1989 tarihli Miracle In Rome adlı film de iyi Marquez uyarlamaları arasında sayılıyor. Lisandro Duque Naranjo imzalı film Marquez'in La Santa adlı hikayesinden hareketle çekilmişti ve gömüldüğü halde yıllarca çürümeyen cesedi yüzünden Vatikan tarafından "azize" ilan edilmek istenen kızını yeniden gömmeye uğraşan bir babanın öyküsünü anlatıyordu. Tahmin edileceği gibi bu mevzu bir hayli tartışma yaratmış ve Hristiyanlar bir hayli itirazlarda bulunmuştu.


1996 tarihli Edipo Alcalde ( Kızıl Oidipus ) Marquez'in bir hikayesinden ya da romanından değil yazdığı bir senaryodan hareketle çekilmişti. Jorge Ali Triana'nın çektiği film Sofokles'in ünlü Oidipus eserini günümüz Kolombiyası'sına taşıyordu. Hemen tüm Marquez filmleri gibi bu da kimilerinin kıyasıya eleştirdiği, kimilerinin çok beğendiği bir film oldu.

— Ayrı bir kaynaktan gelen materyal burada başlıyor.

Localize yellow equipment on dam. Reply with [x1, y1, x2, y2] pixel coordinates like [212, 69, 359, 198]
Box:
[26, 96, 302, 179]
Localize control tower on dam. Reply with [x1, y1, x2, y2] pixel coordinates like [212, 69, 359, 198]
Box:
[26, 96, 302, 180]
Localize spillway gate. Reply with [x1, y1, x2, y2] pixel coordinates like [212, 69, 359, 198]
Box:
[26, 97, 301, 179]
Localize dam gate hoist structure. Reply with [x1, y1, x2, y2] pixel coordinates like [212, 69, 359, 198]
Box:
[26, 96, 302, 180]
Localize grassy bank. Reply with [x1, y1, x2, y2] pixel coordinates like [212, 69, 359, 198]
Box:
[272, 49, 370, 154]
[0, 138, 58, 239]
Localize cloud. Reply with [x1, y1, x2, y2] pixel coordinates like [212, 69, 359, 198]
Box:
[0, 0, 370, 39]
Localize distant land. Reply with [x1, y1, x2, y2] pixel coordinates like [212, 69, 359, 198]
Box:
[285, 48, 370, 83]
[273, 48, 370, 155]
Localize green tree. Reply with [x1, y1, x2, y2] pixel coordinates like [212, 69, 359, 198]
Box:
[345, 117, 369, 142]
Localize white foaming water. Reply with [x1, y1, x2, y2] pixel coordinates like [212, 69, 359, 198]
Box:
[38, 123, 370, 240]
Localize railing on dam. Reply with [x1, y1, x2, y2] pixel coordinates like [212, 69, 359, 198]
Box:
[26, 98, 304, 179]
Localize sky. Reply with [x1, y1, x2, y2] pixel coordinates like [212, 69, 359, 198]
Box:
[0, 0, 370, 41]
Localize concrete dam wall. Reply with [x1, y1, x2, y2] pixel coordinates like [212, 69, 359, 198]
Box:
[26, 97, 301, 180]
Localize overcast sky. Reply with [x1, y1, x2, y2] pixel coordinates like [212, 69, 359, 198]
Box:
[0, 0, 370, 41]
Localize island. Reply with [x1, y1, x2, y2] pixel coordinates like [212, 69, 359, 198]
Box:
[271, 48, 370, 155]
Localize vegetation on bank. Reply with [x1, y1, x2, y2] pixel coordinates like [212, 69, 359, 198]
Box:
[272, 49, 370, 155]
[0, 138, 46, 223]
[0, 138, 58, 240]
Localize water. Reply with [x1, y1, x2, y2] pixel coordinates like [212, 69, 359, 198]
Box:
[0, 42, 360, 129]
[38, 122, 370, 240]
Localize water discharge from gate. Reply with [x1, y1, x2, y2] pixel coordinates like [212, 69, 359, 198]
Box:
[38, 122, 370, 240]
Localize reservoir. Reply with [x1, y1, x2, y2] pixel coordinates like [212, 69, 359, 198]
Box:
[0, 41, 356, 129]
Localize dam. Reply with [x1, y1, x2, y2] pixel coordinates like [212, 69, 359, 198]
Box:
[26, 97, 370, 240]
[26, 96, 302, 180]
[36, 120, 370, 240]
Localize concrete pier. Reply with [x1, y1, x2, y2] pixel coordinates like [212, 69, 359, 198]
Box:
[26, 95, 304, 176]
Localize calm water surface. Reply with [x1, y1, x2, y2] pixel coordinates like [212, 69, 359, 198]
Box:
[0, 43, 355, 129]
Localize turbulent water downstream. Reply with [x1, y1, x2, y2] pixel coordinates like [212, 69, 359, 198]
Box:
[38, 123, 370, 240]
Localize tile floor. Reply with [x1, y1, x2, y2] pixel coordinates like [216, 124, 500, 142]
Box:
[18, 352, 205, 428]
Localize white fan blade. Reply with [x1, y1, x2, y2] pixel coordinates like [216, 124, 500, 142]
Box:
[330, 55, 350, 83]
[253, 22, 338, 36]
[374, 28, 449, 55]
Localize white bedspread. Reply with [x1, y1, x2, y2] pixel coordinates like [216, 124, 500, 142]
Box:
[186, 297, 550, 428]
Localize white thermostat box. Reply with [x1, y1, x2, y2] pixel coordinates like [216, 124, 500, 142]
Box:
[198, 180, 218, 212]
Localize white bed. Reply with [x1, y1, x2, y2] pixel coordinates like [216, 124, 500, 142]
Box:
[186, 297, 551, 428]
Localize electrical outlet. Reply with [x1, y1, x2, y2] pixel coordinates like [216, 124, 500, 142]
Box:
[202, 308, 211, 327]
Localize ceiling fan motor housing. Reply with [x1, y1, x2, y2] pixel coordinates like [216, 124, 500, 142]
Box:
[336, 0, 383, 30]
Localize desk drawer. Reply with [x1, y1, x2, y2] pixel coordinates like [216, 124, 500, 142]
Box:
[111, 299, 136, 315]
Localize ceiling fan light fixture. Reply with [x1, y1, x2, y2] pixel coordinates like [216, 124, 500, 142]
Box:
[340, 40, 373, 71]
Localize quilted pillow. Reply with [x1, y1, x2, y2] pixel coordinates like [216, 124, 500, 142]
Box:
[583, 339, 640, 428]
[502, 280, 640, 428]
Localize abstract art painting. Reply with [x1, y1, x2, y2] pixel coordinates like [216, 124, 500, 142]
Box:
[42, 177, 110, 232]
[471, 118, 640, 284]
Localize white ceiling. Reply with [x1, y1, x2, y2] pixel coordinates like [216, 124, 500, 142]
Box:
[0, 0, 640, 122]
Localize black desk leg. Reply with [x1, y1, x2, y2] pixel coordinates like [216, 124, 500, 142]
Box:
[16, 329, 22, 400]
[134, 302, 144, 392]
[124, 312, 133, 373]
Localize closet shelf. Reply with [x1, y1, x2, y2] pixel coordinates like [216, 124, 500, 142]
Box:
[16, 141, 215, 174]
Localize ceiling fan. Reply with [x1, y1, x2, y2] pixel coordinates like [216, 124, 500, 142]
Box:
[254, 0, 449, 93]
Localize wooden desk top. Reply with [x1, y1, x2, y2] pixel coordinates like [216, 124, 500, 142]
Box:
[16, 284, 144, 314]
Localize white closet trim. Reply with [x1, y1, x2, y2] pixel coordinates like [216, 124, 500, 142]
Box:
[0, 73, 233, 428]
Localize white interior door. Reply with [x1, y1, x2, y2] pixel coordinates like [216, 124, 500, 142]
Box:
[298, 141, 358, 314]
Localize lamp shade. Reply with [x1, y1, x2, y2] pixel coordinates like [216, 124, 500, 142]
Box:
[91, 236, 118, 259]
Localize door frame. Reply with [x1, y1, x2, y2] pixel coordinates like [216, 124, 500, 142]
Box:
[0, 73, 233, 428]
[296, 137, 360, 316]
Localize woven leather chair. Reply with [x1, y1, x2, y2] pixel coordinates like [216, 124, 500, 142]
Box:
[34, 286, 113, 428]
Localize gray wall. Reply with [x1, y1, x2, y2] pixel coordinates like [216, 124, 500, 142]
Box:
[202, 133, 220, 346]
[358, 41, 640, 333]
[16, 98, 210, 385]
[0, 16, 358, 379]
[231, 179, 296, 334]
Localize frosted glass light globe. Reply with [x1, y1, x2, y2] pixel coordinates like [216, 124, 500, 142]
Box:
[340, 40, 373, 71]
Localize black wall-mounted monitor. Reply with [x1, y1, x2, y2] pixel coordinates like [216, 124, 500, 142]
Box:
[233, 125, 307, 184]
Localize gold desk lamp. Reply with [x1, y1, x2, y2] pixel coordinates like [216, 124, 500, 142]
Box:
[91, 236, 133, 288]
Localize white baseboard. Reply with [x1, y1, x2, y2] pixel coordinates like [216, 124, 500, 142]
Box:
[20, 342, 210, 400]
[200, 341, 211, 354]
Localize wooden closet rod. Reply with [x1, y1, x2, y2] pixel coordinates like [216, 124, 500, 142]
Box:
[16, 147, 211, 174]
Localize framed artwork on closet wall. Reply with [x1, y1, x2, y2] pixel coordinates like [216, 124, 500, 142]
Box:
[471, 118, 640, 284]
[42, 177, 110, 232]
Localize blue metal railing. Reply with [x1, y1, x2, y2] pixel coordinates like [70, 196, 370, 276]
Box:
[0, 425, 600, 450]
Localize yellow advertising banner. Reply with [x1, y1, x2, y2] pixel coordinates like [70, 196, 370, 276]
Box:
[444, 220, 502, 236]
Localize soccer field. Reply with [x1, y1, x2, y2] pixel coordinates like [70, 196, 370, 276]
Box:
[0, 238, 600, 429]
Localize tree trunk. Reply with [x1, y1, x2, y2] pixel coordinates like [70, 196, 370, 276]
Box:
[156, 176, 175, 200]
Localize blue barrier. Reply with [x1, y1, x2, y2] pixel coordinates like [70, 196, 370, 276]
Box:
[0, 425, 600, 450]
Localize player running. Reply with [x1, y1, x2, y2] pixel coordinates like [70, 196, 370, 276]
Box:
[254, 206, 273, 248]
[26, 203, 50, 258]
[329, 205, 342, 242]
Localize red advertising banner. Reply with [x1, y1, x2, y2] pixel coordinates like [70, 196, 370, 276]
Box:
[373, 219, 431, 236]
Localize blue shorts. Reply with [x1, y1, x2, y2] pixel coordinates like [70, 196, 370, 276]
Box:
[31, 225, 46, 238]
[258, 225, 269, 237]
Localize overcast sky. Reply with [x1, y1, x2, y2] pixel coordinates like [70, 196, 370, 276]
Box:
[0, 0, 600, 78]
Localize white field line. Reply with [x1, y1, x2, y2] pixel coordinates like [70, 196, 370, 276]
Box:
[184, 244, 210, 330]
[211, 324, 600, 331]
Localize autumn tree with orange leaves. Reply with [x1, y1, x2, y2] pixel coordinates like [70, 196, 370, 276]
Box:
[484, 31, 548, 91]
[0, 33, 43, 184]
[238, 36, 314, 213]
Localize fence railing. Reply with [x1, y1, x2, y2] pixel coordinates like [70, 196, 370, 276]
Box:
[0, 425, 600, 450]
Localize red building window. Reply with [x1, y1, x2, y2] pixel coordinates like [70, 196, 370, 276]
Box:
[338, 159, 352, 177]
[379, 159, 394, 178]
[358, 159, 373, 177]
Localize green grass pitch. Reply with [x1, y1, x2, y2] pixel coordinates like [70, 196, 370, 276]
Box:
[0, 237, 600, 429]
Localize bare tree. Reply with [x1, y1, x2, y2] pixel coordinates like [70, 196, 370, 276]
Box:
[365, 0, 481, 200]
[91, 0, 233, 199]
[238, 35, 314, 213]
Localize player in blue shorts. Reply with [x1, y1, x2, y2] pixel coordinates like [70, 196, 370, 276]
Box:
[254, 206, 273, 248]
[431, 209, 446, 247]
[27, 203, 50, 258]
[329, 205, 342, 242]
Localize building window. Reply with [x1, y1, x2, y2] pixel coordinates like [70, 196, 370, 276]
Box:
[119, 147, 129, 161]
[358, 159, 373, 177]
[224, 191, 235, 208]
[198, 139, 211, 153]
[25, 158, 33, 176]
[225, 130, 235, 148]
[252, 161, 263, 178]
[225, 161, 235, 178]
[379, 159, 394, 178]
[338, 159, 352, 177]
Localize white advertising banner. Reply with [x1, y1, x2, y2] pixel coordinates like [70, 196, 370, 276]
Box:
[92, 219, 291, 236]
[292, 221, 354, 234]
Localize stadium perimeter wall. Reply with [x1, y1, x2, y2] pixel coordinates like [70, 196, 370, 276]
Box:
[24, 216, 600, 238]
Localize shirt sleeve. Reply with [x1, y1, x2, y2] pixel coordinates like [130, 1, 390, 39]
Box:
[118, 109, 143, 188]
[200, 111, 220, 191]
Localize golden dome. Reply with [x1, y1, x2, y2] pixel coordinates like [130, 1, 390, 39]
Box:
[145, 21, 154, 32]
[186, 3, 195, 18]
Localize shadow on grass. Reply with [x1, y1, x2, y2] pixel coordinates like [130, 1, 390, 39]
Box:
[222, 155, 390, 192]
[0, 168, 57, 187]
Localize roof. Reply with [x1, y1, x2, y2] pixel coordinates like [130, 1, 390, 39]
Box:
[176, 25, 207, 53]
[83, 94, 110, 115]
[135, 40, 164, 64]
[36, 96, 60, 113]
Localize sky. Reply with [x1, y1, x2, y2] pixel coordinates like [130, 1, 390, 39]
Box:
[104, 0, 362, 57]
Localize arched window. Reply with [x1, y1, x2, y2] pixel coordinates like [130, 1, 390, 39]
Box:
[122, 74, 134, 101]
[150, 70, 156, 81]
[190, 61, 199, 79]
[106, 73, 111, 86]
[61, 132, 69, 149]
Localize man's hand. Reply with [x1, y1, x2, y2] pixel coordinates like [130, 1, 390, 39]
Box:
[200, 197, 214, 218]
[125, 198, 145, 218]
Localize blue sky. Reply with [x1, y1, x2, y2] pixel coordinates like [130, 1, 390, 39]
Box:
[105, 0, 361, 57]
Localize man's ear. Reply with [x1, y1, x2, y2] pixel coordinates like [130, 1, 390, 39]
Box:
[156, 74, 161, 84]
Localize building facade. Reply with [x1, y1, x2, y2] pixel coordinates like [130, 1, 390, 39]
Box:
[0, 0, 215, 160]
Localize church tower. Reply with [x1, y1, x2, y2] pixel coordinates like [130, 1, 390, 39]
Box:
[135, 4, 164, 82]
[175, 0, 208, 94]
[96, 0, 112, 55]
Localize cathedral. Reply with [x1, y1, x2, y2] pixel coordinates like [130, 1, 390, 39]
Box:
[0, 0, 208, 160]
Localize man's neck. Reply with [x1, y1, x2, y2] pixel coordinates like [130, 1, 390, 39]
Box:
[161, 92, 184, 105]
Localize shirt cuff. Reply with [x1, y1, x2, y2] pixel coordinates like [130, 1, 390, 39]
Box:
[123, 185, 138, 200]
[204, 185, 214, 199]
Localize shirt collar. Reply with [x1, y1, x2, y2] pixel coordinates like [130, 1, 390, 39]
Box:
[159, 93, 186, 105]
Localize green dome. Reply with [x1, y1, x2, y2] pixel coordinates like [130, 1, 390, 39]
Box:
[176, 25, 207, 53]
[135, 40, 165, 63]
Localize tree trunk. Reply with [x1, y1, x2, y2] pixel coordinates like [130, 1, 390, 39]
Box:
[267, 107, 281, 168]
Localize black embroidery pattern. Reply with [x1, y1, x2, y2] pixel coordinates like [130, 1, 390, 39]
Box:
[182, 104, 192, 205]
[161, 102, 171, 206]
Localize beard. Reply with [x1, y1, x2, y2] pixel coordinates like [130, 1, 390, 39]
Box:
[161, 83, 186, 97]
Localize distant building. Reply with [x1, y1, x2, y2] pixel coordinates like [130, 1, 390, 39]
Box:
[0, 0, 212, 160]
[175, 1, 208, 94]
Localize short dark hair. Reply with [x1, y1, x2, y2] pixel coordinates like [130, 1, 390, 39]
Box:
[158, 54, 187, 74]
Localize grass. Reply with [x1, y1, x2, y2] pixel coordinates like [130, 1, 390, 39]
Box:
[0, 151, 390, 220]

El Coronel no Tiene Quien Le Escriba ( Albaya Mektup Yok ) ise şaşırtıcı bir şekilde Arturo Ripstein tarafından filme aktarıldı. şaşırtıcı diyorum zira Tiempo de Morir'den sonra Marquez ve Risptein bozuşmuş ve aynı filmin Triana tarafından bir kez daha çekilmesi Ripstein'ı iyice kızdırmıştı. Belki de Marquez bu yüzden filmi Ripstein'ın çekmesine onay verdi. 1999'da gösterime çıkan film ( hem beğenilen, hem nefret edilen elbette ) Cannes'da gösterildi ve zengin oyuncu kadrosuyla dikkat çekti ( Salma Hayek, Marisa Paredes, Fernando Lujan ).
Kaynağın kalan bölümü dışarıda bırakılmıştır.